The infancy narrative also makes numerous links to the passion narrative at the end of Matthew’s Gospel. The title, “King of the Jews,” for instance, which was bestowed upon Herod by the Romans when they appointed him monarch in 39 b.c.e. appears in Matthew’s gospel only in reference to Jesus’ birth and to his crucifixion. The Gentile magi, who were Mesopotamian religious leaders, learn of the birth of the “King of the Jews” by observing a rising star, an unusual natural phenomenon. At Jesus’ death, the Gentile Roman executioners see another unusual natural event, an earthquake, and conclude that the crucified “King of the Jews” is God’s Son. In Jerusalem, the magi encounter a ruler (Herod), and the chief priests and cribes; at the end of the Gospel Jesus in Jerusalem will encounter a ruler (Pontius Pilate), the chief priests, and scribes.

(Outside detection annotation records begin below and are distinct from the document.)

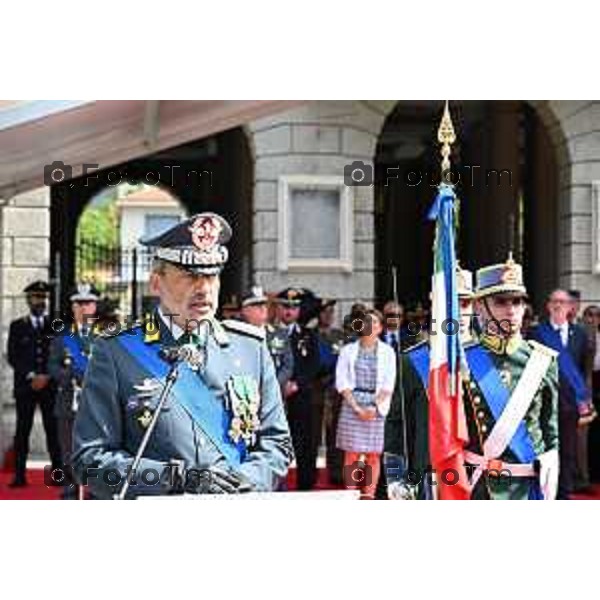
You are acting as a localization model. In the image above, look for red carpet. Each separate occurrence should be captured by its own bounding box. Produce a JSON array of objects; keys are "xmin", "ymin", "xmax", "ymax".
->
[
  {"xmin": 0, "ymin": 469, "xmax": 343, "ymax": 500},
  {"xmin": 0, "ymin": 469, "xmax": 62, "ymax": 500},
  {"xmin": 0, "ymin": 469, "xmax": 600, "ymax": 500}
]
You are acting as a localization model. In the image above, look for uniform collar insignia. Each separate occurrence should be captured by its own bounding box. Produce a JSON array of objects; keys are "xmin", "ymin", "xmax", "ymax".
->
[
  {"xmin": 211, "ymin": 319, "xmax": 229, "ymax": 346},
  {"xmin": 133, "ymin": 377, "xmax": 162, "ymax": 395},
  {"xmin": 479, "ymin": 334, "xmax": 521, "ymax": 356},
  {"xmin": 143, "ymin": 315, "xmax": 160, "ymax": 344}
]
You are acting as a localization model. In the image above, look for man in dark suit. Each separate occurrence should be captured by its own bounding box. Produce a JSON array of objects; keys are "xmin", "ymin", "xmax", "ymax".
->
[
  {"xmin": 381, "ymin": 300, "xmax": 405, "ymax": 354},
  {"xmin": 8, "ymin": 281, "xmax": 61, "ymax": 487},
  {"xmin": 277, "ymin": 288, "xmax": 323, "ymax": 491},
  {"xmin": 530, "ymin": 289, "xmax": 593, "ymax": 499},
  {"xmin": 48, "ymin": 283, "xmax": 100, "ymax": 499}
]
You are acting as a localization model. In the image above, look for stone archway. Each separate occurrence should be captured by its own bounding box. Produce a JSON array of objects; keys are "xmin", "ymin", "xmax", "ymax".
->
[{"xmin": 374, "ymin": 101, "xmax": 570, "ymax": 307}]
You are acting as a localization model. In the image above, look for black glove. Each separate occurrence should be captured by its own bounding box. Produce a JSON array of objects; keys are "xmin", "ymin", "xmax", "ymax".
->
[{"xmin": 184, "ymin": 467, "xmax": 254, "ymax": 494}]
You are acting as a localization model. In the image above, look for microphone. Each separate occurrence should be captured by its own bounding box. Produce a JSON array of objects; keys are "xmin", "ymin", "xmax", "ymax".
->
[{"xmin": 159, "ymin": 344, "xmax": 204, "ymax": 369}]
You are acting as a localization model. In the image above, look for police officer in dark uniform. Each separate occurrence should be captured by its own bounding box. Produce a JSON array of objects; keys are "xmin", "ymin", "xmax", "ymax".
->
[
  {"xmin": 73, "ymin": 213, "xmax": 293, "ymax": 498},
  {"xmin": 7, "ymin": 281, "xmax": 61, "ymax": 487},
  {"xmin": 317, "ymin": 298, "xmax": 345, "ymax": 485},
  {"xmin": 48, "ymin": 283, "xmax": 100, "ymax": 498},
  {"xmin": 240, "ymin": 285, "xmax": 294, "ymax": 394},
  {"xmin": 277, "ymin": 288, "xmax": 323, "ymax": 490}
]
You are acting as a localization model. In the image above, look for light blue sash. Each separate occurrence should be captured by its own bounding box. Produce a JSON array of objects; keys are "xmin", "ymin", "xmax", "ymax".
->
[
  {"xmin": 117, "ymin": 328, "xmax": 246, "ymax": 467},
  {"xmin": 64, "ymin": 335, "xmax": 88, "ymax": 377},
  {"xmin": 536, "ymin": 323, "xmax": 592, "ymax": 404}
]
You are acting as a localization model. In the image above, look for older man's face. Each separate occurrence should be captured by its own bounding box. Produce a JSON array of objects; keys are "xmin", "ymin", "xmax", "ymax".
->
[
  {"xmin": 546, "ymin": 290, "xmax": 574, "ymax": 325},
  {"xmin": 150, "ymin": 264, "xmax": 221, "ymax": 329}
]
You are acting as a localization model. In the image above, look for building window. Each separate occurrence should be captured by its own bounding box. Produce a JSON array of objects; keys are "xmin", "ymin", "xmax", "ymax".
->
[
  {"xmin": 592, "ymin": 181, "xmax": 600, "ymax": 275},
  {"xmin": 278, "ymin": 175, "xmax": 353, "ymax": 271},
  {"xmin": 144, "ymin": 215, "xmax": 180, "ymax": 236}
]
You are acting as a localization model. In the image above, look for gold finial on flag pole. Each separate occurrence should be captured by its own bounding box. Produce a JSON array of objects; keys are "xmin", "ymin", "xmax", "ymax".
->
[{"xmin": 438, "ymin": 100, "xmax": 456, "ymax": 181}]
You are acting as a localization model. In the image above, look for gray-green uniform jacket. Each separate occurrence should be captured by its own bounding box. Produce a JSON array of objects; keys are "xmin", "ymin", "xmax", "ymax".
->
[
  {"xmin": 385, "ymin": 338, "xmax": 558, "ymax": 500},
  {"xmin": 73, "ymin": 319, "xmax": 292, "ymax": 498}
]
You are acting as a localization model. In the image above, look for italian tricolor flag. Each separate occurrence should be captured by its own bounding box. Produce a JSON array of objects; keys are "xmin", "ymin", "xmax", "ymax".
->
[{"xmin": 429, "ymin": 184, "xmax": 470, "ymax": 500}]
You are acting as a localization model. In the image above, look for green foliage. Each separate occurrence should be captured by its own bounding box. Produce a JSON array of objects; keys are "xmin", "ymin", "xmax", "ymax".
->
[{"xmin": 77, "ymin": 197, "xmax": 119, "ymax": 248}]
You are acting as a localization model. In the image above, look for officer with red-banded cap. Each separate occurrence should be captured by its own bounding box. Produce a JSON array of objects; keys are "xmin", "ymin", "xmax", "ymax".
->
[
  {"xmin": 465, "ymin": 255, "xmax": 558, "ymax": 500},
  {"xmin": 73, "ymin": 213, "xmax": 292, "ymax": 498}
]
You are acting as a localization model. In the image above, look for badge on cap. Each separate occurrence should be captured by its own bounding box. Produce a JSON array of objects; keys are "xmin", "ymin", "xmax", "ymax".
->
[{"xmin": 190, "ymin": 215, "xmax": 223, "ymax": 252}]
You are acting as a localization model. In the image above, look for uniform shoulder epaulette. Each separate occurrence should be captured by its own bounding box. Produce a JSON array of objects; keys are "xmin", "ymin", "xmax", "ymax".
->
[
  {"xmin": 96, "ymin": 321, "xmax": 143, "ymax": 339},
  {"xmin": 402, "ymin": 340, "xmax": 429, "ymax": 354},
  {"xmin": 221, "ymin": 319, "xmax": 265, "ymax": 342},
  {"xmin": 463, "ymin": 339, "xmax": 479, "ymax": 350},
  {"xmin": 525, "ymin": 340, "xmax": 558, "ymax": 358}
]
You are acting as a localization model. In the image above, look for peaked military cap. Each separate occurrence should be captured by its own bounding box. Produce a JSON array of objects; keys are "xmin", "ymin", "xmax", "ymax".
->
[
  {"xmin": 140, "ymin": 212, "xmax": 231, "ymax": 275},
  {"xmin": 242, "ymin": 285, "xmax": 269, "ymax": 306},
  {"xmin": 23, "ymin": 280, "xmax": 51, "ymax": 294},
  {"xmin": 277, "ymin": 288, "xmax": 304, "ymax": 306},
  {"xmin": 69, "ymin": 283, "xmax": 100, "ymax": 302},
  {"xmin": 319, "ymin": 298, "xmax": 337, "ymax": 311},
  {"xmin": 221, "ymin": 294, "xmax": 240, "ymax": 310},
  {"xmin": 475, "ymin": 253, "xmax": 527, "ymax": 298}
]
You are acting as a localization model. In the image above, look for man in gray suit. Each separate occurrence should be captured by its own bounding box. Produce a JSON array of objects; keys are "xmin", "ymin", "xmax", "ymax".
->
[{"xmin": 73, "ymin": 213, "xmax": 292, "ymax": 498}]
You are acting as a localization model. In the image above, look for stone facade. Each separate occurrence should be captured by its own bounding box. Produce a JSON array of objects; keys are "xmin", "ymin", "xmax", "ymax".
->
[{"xmin": 0, "ymin": 101, "xmax": 600, "ymax": 462}]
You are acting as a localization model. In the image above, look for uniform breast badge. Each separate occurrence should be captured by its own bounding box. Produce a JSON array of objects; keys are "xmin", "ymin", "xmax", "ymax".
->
[
  {"xmin": 133, "ymin": 377, "xmax": 162, "ymax": 398},
  {"xmin": 226, "ymin": 375, "xmax": 260, "ymax": 447}
]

The magi eventually find Jesus in “the house”. This shows that Matthew understands Joseph and Mary originally to have been residents of Bethlehem, not Nazareth. Joseph, descendant of David, resides in a house there. The magi offer gifts of tribute: gold, frankincense, and myrrh, all of which have funereal overtones. They are items that can be used at the burial of a king. In this episode, then, Matthew conveys that the significance of the child who has been born will become clear at the time of his death. That death will be important for the Gentile nations as well as for Israel.
The flight from Herod’s wrath down to Egypt recalls the story from the Book of Genesis of Joseph’s narrow escape from the murderous designs of most of his brothers. Jesus’ return from up “out of Egypt” recalls Moses leading Israel back again. Like his namesake in the book of Genesis, Joseph continues to benefit from divine guidance given in his dreams. Herod’s command to slay all male children under two years of age parallels the commands of Pharaoh to kill all newborn Hebrew males in Exodus chapter 1.
All this adds to the impression that Matthew’s story of Jesus is meant to embody and recapitulate Israel’s history. Joseph decides not to return home to Bethlehem, fearing Herod’s son Archelaus, but instead settles in Galilee.